On National Prescription Drug Take-Back Day, Brown Urges Additional Efforts to Combat Prescription Drug Abuse in Ohio

April 30th Event Provides Nearly Two-Hundred Safe Disposal Take-Back Sites from Cleveland to Cincinnati, Akron to Zanesville

WASHINGTON, D.C. – U.S. Sen. Sherrod Brown (D-OH) today announced that there are 191 sites available throughout Ohio to receive unwanted prescription drugs for safe disposal on National Prescription Drug Take-Back Day on April 30, 2011. The annual event, sponsored by the U.S. Department of Justice (DOJ) and Drug Enforcement Administration (DEA), is aimed at reducing the amount of expired or unused prescription drugs for illegal use.

“Improper disposal of prescription drugs can devastate communities. Too many teenagers can get prescription drugs from the family medicine cabinet or from family and friends who no longer use the medicine they were prescribed,” Brown said. “That’s why National Take-Back Day is important. Prescription pain medications, such as Oxycodone, morphine, and methadone – which are largely responsible for increasing numbers of overdoses and deaths in Ohio – should be disposed of safely.”

A University of Akron Institute for Health and Social Policy study of prescription drug abuse among adolescent arrestees in Ohio suggests a correlation between prescription drug misuse and juvenile detention.
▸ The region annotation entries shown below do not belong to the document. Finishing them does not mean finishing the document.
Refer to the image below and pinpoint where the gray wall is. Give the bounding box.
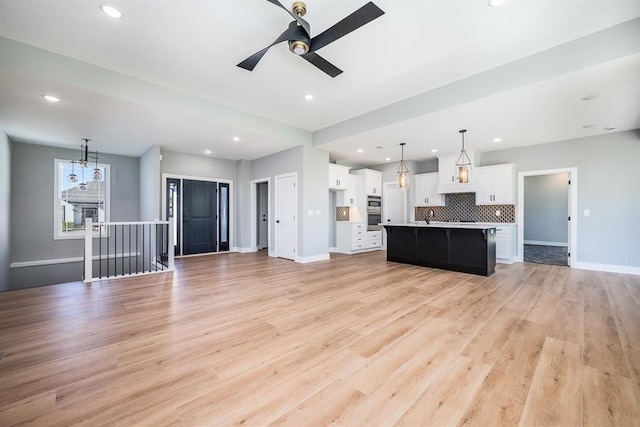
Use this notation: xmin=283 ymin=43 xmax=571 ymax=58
xmin=249 ymin=146 xmax=302 ymax=253
xmin=298 ymin=144 xmax=329 ymax=257
xmin=0 ymin=130 xmax=11 ymax=291
xmin=139 ymin=145 xmax=162 ymax=221
xmin=10 ymin=143 xmax=140 ymax=289
xmin=480 ymin=130 xmax=640 ymax=267
xmin=524 ymin=173 xmax=569 ymax=246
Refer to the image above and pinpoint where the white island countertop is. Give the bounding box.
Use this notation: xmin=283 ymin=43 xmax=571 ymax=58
xmin=380 ymin=221 xmax=515 ymax=230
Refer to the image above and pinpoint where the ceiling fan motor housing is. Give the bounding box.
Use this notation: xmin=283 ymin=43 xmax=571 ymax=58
xmin=291 ymin=1 xmax=307 ymax=16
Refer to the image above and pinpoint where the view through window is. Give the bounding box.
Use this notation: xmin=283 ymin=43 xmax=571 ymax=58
xmin=54 ymin=160 xmax=109 ymax=238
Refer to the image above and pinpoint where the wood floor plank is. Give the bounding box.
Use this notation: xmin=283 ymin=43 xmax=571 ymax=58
xmin=520 ymin=338 xmax=582 ymax=426
xmin=396 ymin=356 xmax=490 ymax=427
xmin=485 ymin=320 xmax=547 ymax=402
xmin=584 ymin=312 xmax=629 ymax=378
xmin=458 ymin=385 xmax=524 ymax=427
xmin=462 ymin=308 xmax=521 ymax=366
xmin=0 ymin=251 xmax=640 ymax=427
xmin=582 ymin=366 xmax=640 ymax=426
xmin=0 ymin=390 xmax=56 ymax=426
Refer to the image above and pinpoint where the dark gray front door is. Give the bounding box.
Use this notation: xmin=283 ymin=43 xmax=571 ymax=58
xmin=182 ymin=179 xmax=217 ymax=255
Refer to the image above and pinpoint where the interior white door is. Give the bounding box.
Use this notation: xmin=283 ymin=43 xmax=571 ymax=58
xmin=275 ymin=174 xmax=298 ymax=260
xmin=382 ymin=182 xmax=407 ymax=224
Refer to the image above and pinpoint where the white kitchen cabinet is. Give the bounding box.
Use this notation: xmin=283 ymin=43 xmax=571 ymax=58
xmin=337 ymin=173 xmax=359 ymax=206
xmin=413 ymin=172 xmax=445 ymax=206
xmin=329 ymin=163 xmax=350 ymax=190
xmin=336 ymin=221 xmax=382 ymax=254
xmin=353 ymin=169 xmax=382 ymax=196
xmin=496 ymin=224 xmax=516 ymax=264
xmin=437 ymin=151 xmax=475 ymax=194
xmin=475 ymin=163 xmax=516 ymax=205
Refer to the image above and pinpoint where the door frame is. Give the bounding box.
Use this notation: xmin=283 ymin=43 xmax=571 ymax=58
xmin=269 ymin=172 xmax=300 ymax=261
xmin=249 ymin=177 xmax=276 ymax=257
xmin=161 ymin=173 xmax=235 ymax=256
xmin=516 ymin=167 xmax=578 ymax=267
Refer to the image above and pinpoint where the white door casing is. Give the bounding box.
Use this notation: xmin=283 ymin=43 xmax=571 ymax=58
xmin=275 ymin=173 xmax=298 ymax=261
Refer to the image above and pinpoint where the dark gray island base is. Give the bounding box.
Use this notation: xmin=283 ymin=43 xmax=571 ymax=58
xmin=384 ymin=224 xmax=496 ymax=276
According to the National Institute on Drug Abuse, nearly 2 million young people between ages 12 and 17 abused prescription drugs in 2008. Each day, some 2,500 young adults use prescription drugs that have not been prescribed to them.

According to the DOJ and DEA, other participants in this initiative include the Partnership for a Drug-Free America; the International Association of Chiefs of Police; the National Association of Attorneys General; the National Association of Boards of Pharmacy; the Federation of State Medical Boards; and the National District Attorneys Association.

Ohio is second only to Florida in the number of Oxycodone prescriptions filled and Ohio’s death rate due to unintentional drug poisoning increased more than 350 percent from 1999 to 2008. In 2007, unintentional drug poisoning surpassed motor vehicle crashes and suicide as the leading cause of injury death in Ohio for the first time on record. 

Both the Strickland and Kasich Administrations in Ohio have advocated for thorough and comprehensive approaches to combating prescription drug abuse. Governor Strickland established a task force that produced strong recommendations for combating this issue, and Attorney General Mike DeWine has announced several initiatives aimed at cracking down on the “pill mills” that offer easy – and illegal – access to prescription pain medications. 

Brown is working to combat the growing problem of prescription drug abuse and Medicaid fraud in Ohio on all fronts. Earlier this year, Brown wrote to the Kasich Administration about establishing a Medicaid “lock-in” program, which would enable the Office of Ohio Health Plans to better monitor and control access to prescription drugs that are subject to abuse and trafficking. Brown also wrote to the Drug Enforcement Administration, requesting additional federal efforts in cracking down on “pill mills” across Ohio.

Last year, Brown joined a bipartisan group of Senators in introducing legislation to reauthorize the National All Schedules Prescription Electronic Drug Reporting (NASPER) Act, a prescription drug monitoring program critical to combating the abuse of prescription drugs. Sen. Brown has also joined his colleagues in introducing legislation that would prevent teenagers from gaining access to discarded prescription drugs by permitting individuals and long-term care facilities to deliver unused drugs for safe disposal and by expanding drug “take-back” programs.

Brown’s office convened a first-of-its-kind roundtable in March 2010 that brought together federal officials from the U.S. Department of Justice, Drug Enforcement Administration Centers for Medicare and Medicaid Services, state officials from the Attorney General's office, Department of Health, and Department of Jobs and Family Services, and community leaders to discuss the issue of drug abuse in Southern Ohio.